The purchase was completed on 12 April 2022.
The consideration for the purchase is £1,008,000, £558,000 being paid on
completion ("Initial Consideration") with a deferred consideration of
£450,000 ("Deferred Consideration") to be paid post completion in the
following amounts and on the following dates: £210,000 on 14 March 2023;
£60,000 on 30 September 2023; £60,000 on 31 March 2024; £60,000 on 30
September 2024 and £60,000 on 31 March 2025. As a term of the agreement to
acquire the IPM Business, David Horner, a director of the Company, has agreed
to personally guarantee the Deferred Consideration ("Guarantee"). Given that
David Horner is a director of the Company, the provision of the Guarantee is
considered to be a related party transaction pursuant to AIM Rule 13. The
directors of the Company who are considered independent for the purposes of
the Guarantee, being Vivien Langford, Geoff Martin and David Johnson, having
consulted with the Company's nominated adviser, Cairn Financial Advisers LLP,
consider the Guarantee by David Horner to be fair and reasonable insofar as
the Company's shareholders are concerned.
The purchase is for the business information, contracts, goodwill (including
the business names), the trading records (but excluding accounting records),
the website and domain names and a small amount of stock valued at £8,000.
AA has entered into a new short-term lease with IPM which will enable AA to
continue operating the IPM Business from the site in Luton and to use the
equipment and computer systems at the property for the purpose of the business
from the date of completion up until 30 September 2022. The monthly rent is
£4,068 and is inclusive of all utility costs attributable to the property
save for telephone costs which are included in the rent up to a maximum of
£20 per month. Eight employees of IPM will have their employment
transferred to AA under TUPE.
The profit before tax of IPM as set out in the unaudited accounts for the year
ended 30 June 2021 was £31,086 on a turnover of £535,604. As at 30 June
2021 the assets being acquired were valued in the unaudited balance sheet at
£41,505.
The Initial Consideration is being funded as to £8,000 from AA's existing
cash resources, a loan of £450,000 from CEPS, a loan of £50,000 from Paul
Wood, the Managing Director of AA, and £50,000 of a total loan of £90,000
from Rob Ferguson, the Sales Director of AA. The remaining £40,000 of the
loan from Rob Ferguson will be used by AA for working capital purposes. All
the loans have a coupon of 5% per annum accruing daily with interest payable
quarterly in arrears or at the time the loan is repaid. There are no fixed
repayment dates for the loans. It is intended that the Deferred
Consideration will be paid from available cash resources within AA at the time
at which the payments are due. Given that Paul Wood and Rob Ferguson are
directors of AA, the loan agreements dated 12 April 2022 between AA and each
of Paul Wood and Rob Ferguson and provision to AA of the loans (together "Loan
Agreements") are considered to be related party transactions pursuant to AIM
Rule 13. The directors of the Company who are considered independent for the
purposes of the Loan Agreements, being Vivien Langford, Geoff Martin and David
Johnson, having consulted with the Company's nominated adviser, Cairn
Financial Advisers LLP, consider the terms of the Loan Agreements to be fair
and reasonable insofar as the Company's shareholders are concerned.
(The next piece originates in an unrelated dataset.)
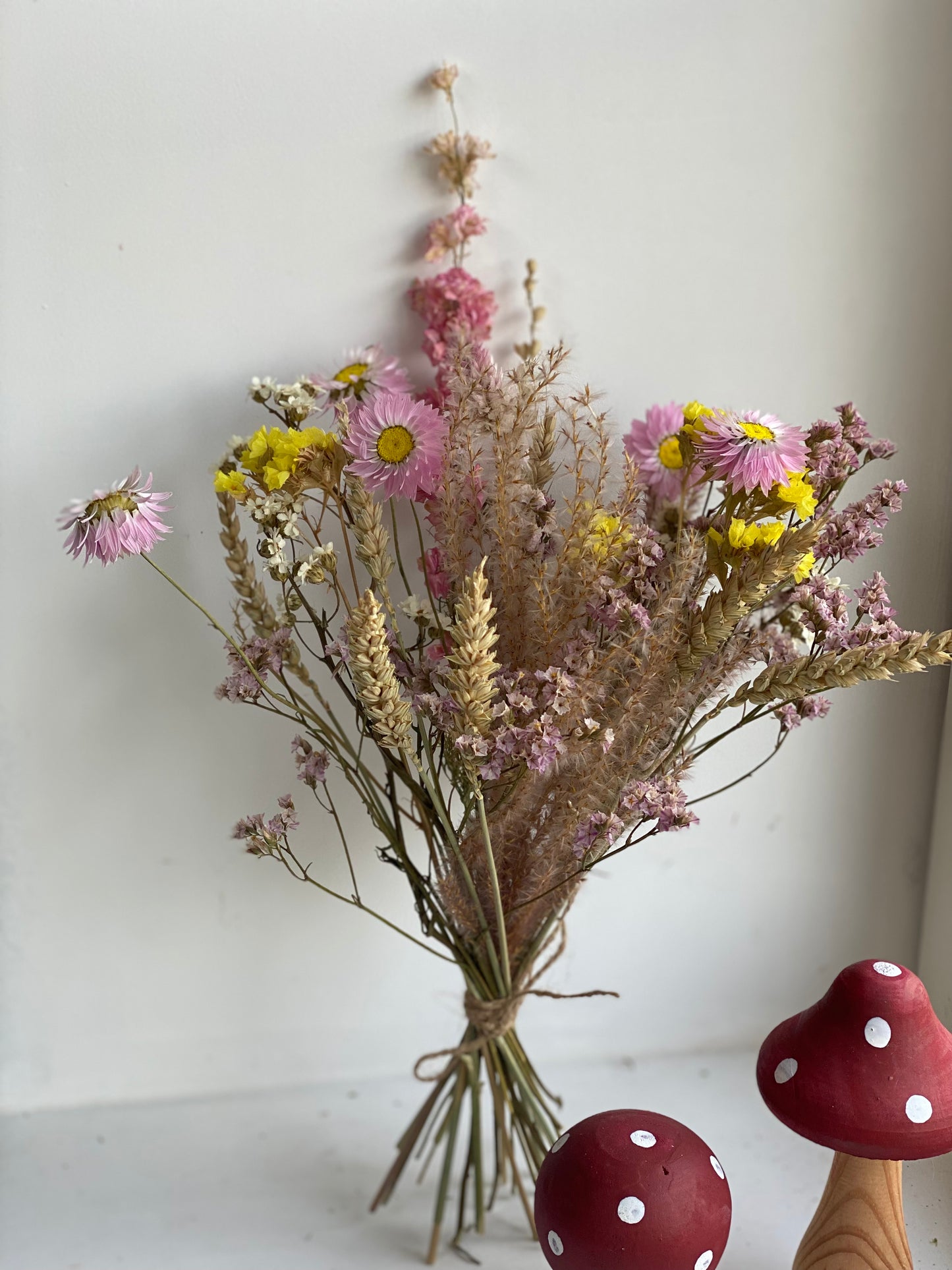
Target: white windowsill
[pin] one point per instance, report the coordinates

The acquisition of IPM furthers AA's goal of increasing market share and
consolidating a fragmented retail market whilst providing economies of scale
and improving AA's website technology. The directors of CEPS believe that
this purchase will be a valuable addition to the Aford Awards group and to
CEPS as a whole.
This announcement contains inside information for the purposes of Article 7 of
EU Regulation 596/2014 (which forms part of domestic UK law pursuant to the
European Union (Withdrawal) Act 2018).
The directors of the Company accept responsibility for the content of this
announcement.
Enquiries
CEPS PLC
Vivien Langford, Group Finance Director +44 1225 483030
Cairn Financial Advisers LLP
James Caithie / Sandy Jamieson / Ludovico Lazzaretti +44 20 7213 0880
Caution regarding forward looking statements
Certain statements in this announcement, are, or may be deemed to be, forward
looking statements. Forward looking statements are identified by their use of
terms and phrases such as ''believe'', ''could'', "should" ''envisage'',
''estimate'', ''intend'', ''may'', ''plan'', ''potentially'', "expect",
''will'' or the negative of those, variations or comparable expressions,
including references to assumptions. These forward-looking statements are not
based on historical facts but rather on the Directors' current expectations
and assumptions regarding the Company's future growth, results of operations,
performance, future capital and other expenditures (including the amount,
nature and sources of funding thereof), competitive advantages, business
prospects and opportunities. Such forward looking statements reflect the
Directors' current beliefs and assumptions and are based on information
currently available to the Directors.